We welcome Dr. Marcia Reynolds back to the site to provide insight into ways of understanding and releasing your emotional triggers. Learn about Marcia’s book, The Discomfort Zone and how to turn discomfort into a leadership asset. – InPower Editors
How to Tame Your Emotional Triggers
No matter how friendly and caring a person you want to be, your brain has you doing and saying things that aren’t so kind when your emotions are triggered. The brain responds to stimuli long before your conscious brain can choose. Your immediate reactions often produce bad results and then instead of trying to undo what happened, you quickly find reasons to justify your behavior.
For example, you get very angry because you can’t find a report you were working on. You blame the company for giving you insufficient space, the cleaners for moving things around on your desk, or your boss for giving you a stupid task or deadline. You ignore the reasons you are tired, why your patience is thin, and why you misplaced the report in the first place.
“The ingenuity of self-deception is inexhaustible,” wrote essayist Hannah Moore in 1881. The act of rationalizing is so quick, the best you can do is to recognize when it occurs and choose to consider what else could be causing your reaction.
Take these 5 steps to help you tame your emotional triggers:
FIRST: accept responsibility for your reactions.
Because of your brain’s quick reaction time, it’s not how you react but how you act following a reaction that matters. You can become aware of your emotions and rationalizations and then tell your brain what you would like to think and do differently in spite of your emotional triggers.
When you seek to identify what is triggering how you feel in the moment, you give yourself the power to feel differently if you want to. You will also have more clarity on what you need to do or what you need to ask for to change your circumstances.
SECOND: recognize that you are having an emotional reaction as soon as it appears in your body.

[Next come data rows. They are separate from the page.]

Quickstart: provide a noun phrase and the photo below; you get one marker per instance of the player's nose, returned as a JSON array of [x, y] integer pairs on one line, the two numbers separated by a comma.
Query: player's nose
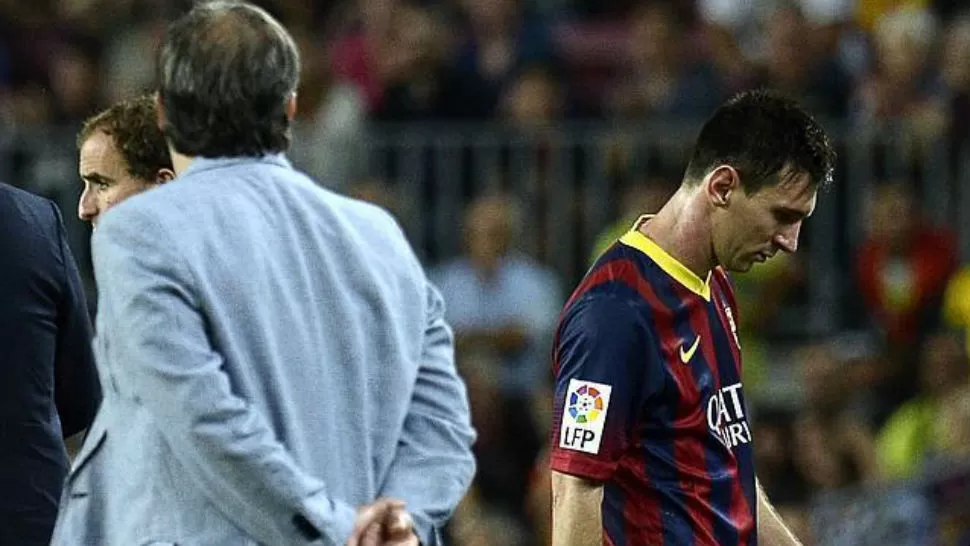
[[787, 238], [87, 210]]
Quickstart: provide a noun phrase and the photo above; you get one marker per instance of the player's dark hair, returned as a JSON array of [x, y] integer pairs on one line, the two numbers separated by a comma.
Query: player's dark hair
[[133, 124], [766, 137], [226, 71]]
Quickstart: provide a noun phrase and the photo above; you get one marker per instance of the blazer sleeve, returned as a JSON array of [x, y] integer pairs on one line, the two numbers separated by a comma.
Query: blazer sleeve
[[154, 326], [434, 465], [77, 390]]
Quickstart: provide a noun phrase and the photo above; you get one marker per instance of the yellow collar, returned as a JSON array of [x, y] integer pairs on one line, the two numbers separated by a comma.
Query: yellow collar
[[636, 239]]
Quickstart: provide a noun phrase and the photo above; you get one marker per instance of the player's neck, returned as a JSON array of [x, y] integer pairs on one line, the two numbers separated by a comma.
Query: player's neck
[[680, 229]]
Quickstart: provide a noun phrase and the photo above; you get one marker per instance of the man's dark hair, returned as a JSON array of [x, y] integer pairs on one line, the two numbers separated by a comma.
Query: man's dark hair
[[766, 137], [133, 124], [225, 71]]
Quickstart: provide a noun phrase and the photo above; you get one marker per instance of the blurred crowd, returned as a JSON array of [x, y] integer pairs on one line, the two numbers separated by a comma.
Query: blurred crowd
[[881, 399]]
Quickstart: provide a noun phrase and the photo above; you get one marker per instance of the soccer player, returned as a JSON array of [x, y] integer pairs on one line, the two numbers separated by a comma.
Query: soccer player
[[122, 152], [273, 355], [652, 444]]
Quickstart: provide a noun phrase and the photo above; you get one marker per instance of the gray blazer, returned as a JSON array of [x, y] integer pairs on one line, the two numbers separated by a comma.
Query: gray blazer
[[272, 356]]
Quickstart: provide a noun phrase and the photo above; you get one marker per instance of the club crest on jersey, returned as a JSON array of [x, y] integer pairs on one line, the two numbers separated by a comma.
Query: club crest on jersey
[[726, 419], [584, 415]]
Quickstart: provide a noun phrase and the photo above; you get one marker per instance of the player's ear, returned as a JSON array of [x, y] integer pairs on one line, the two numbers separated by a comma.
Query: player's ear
[[164, 175], [721, 183], [291, 106], [159, 112]]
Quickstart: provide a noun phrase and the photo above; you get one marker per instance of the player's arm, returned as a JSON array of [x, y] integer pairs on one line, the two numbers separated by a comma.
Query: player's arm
[[772, 531], [577, 511], [77, 390], [603, 343], [168, 364], [434, 465]]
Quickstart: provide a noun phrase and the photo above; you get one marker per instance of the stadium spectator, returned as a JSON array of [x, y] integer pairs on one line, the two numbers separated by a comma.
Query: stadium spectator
[[503, 306], [500, 37], [916, 430], [664, 79]]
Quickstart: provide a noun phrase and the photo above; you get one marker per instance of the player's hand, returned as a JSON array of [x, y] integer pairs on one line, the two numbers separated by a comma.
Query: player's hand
[[385, 522]]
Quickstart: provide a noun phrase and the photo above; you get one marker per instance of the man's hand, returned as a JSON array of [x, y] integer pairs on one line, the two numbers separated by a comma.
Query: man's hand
[[385, 522]]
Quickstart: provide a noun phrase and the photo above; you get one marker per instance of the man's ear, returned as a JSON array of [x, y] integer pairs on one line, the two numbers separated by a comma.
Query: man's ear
[[721, 184], [159, 112], [291, 107], [164, 175]]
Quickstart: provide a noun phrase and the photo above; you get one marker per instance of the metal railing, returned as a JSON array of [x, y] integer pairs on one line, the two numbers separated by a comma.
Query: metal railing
[[569, 179]]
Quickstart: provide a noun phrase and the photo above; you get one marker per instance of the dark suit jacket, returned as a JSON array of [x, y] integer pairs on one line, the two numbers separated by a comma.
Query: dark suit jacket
[[49, 387]]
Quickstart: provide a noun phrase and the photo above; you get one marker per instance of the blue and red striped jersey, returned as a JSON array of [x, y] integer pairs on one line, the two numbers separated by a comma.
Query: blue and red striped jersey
[[649, 400]]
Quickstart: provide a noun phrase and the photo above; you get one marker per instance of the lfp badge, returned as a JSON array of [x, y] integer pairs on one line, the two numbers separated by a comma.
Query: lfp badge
[[584, 414]]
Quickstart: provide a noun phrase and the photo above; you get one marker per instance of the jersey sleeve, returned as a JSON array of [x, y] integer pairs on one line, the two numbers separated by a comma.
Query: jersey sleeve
[[607, 366]]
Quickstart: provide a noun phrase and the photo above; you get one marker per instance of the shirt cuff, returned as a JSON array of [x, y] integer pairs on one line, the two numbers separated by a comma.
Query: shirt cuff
[[333, 519]]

According to neuroscientist Antonio Damasio, author of Looking for Spinoza: Joy, Sorrow and the Feeling Brain, at any moment, your rate of breathing, blood flow, tension in your muscles and constriction in your gut represents a pattern you can identify as a feeling. The sooner you recognize that you are breathing quickly or not at all, that certain muscles in your body tightened, or that you feel pressure in your gut or heart, stop and ask yourself what you are feeling and why. You can download a list of emotional states and an exercise to increase your awareness of emotions on this page.
No matter what you learned about the evils of emotions, if you don’t recognize your feelings, you can’t change them, negatively impacting your relationships, job performance, and overall happiness. – Click To Tweet
THIRD: determine what triggered the emotion.
What do you think you lost or what did you not get that you expected or desired to have?
When your brain perceives that someone has taken or plans to take one of these important things away from you, your emotions are triggered.
The quicker you notice an emotion is triggered, the sooner you can discover if the threat is real or not.
The following list includes some of the most common emotional triggers, meaning you react when you feel as though you aren’t getting or will not get one of these needs met.
acceptance respect be liked
be understood be needed be valued
be in control be right be treated fairly
attention comfort freedom
peacefulness balance consistency
order predictability love
safety feel included autonomy
fun new challenges independence
Some of these needs will be important to you. Others will hold no emotional charge for you. When you have an emotional reaction, use the list to determine what need you had that was not met or what you fear won’t be met in the future. The unmet need or threat is what triggered your emotional reaction.
FOURTH: choose what you want to feel and what you want to do.
With practice, the reaction to your emotional triggers could subside, but they may never go away. The best you can do is to quickly identify when an emotion is triggered and then choose what to say or do next.
Ask yourself: Are you really losing this need or not? Is the person actively denying your need or are you taking the situation too personally? If it’s true that someone is ignoring your need or blocking you from achieving it, can you either ask for what you need or, if it doesn’t really matter, can you let the need go for now?
Choose to ask for what you need, let it go if you honestly feel that asking for what you need will have no value, or do something else to get your need met.
FIFTH: actively shift your emotional state.
Choose one keyword that represents how you want to feel in this moment, such as calm, patient, confident, courageous, or caring. Breathe in the word and allow yourself to feel the shift.
Stop trying to managing your emotions. Instead, seek to understand what triggered the emotion, determine if you need to ask for what you think you didn’t get, and then choose to feel something different when an emotion arises. This is how you gain emotional freedom from your triggers.